Netanyahu has mobilized friends in Congress to threaten to cut off aid to the Palestinian Authority because it provides financial support for the families of terrorists jailed for attacking or killing Israelis.
Abbas “praises terrorists and pays them a salary based on the severity of murders they’ve committed in Israel,” Netanyahu told his Cabinet. “They name their schools after mass murderers of Israelis and they pay terrorists.”
What Netanyahu failed to mention is that Israel also pays social benefits to Palestinian prisoners and their families who are Israeli citizens or residents of east Jerusalem, a senior Foreign Ministry official confirmed.
Following Trump’s election, Netanyahu has largely dropped the fiction that he supports a two-state solution.
Ma’ariv’s Ben Caspit wrote that Netanyahu’s friends tried but failed to torpedo the Trump-Abbas meeting. The meeting, much to Netanyahu’s consternation, went well, according to both sides, prompting the prime minister to intensify his anti-Abbas campaign.
Netanyahu has said there can be no peace until Palestinians recognize Israel as the nation-state of the Jewish People.
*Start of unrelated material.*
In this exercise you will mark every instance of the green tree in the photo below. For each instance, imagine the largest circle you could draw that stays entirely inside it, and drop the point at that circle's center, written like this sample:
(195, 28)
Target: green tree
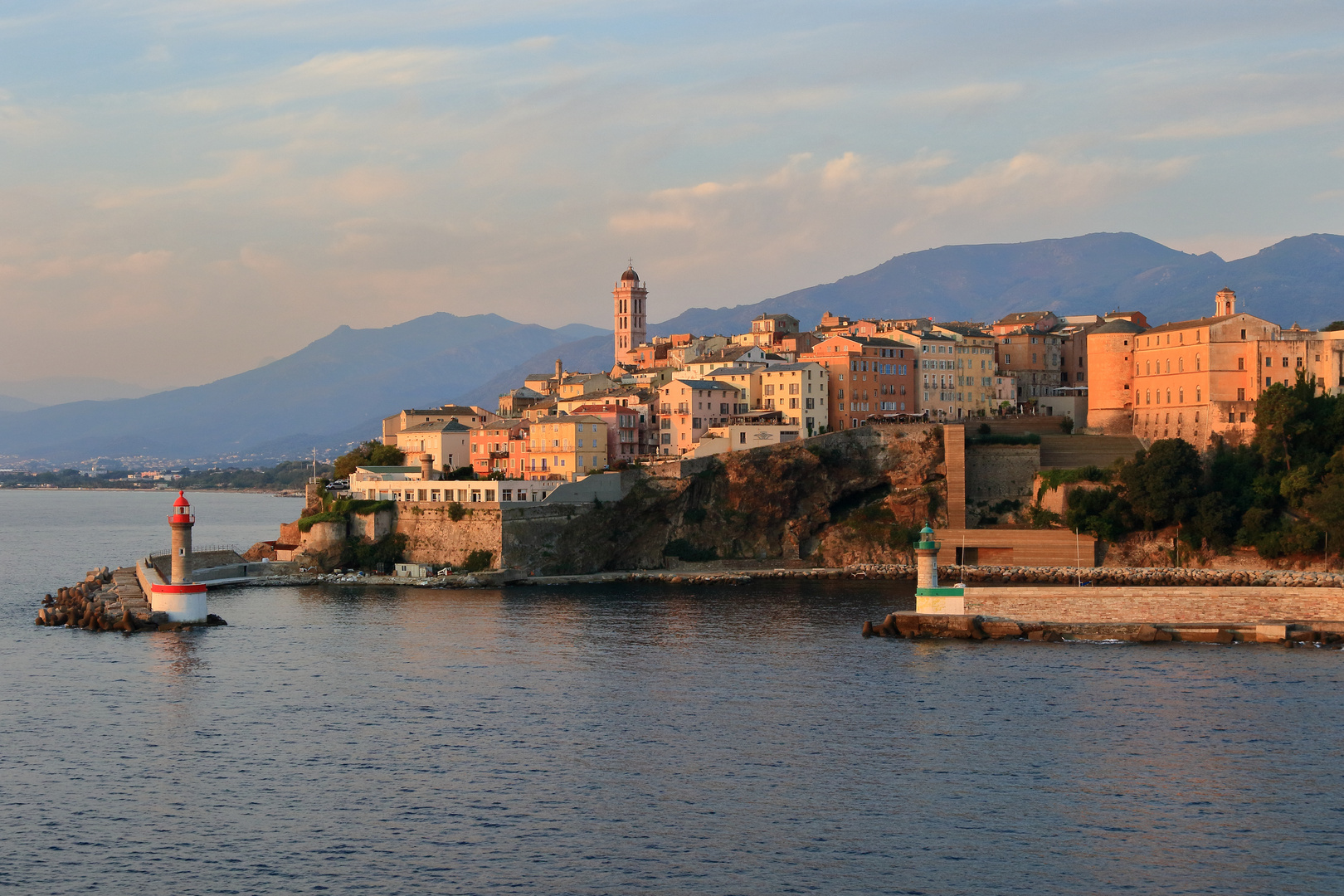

Abbas refuses. However, Yasser Arafat did that on December 7, 1988, when he told a news conference in Stockholm, “The PNC accepted two states, a Palestinian state and a Jewish state, Israel. Is that clear enough?” He repeated it in a 2004 interview with Haaretz columnist Ari Shavit that is on video. “You understand that Israel has to keep being a Jewish state?” Arafat was asked, and he responded, “Definitely.”
That raises several questions: why does Netanyahu insist that Abbas say the words when Arafat himself already uttered them? And why does Abbas refuse instead of just citing his mentor? Is it because each one is looking for a poison pill to kill the talks and blame the other?
Netanyahu and Abbas share a peace strategy – avoiding being blamed by Trump for its eventual failure, and avoiding the politically explosive compromises any genuine peace deal will require from both.
This week we witnessed the ultimate example of how the Palestinians never miss an opportunity to miss an opportunity. Nine years after Abbas rejected a reasonable offer by then prime minister Ehud Olmert, the Palestinian leader told Trump that he’s finally ready to discuss it, Haaretz reported. Olmert is now in prison and his successor, Netanyahu, opposed those terms then and now.
If I were a betting man, I’d put my money on Netanyahu beating Trump. The trick is how to do it without suffering the wrath of the thin-skinned, vindictive president.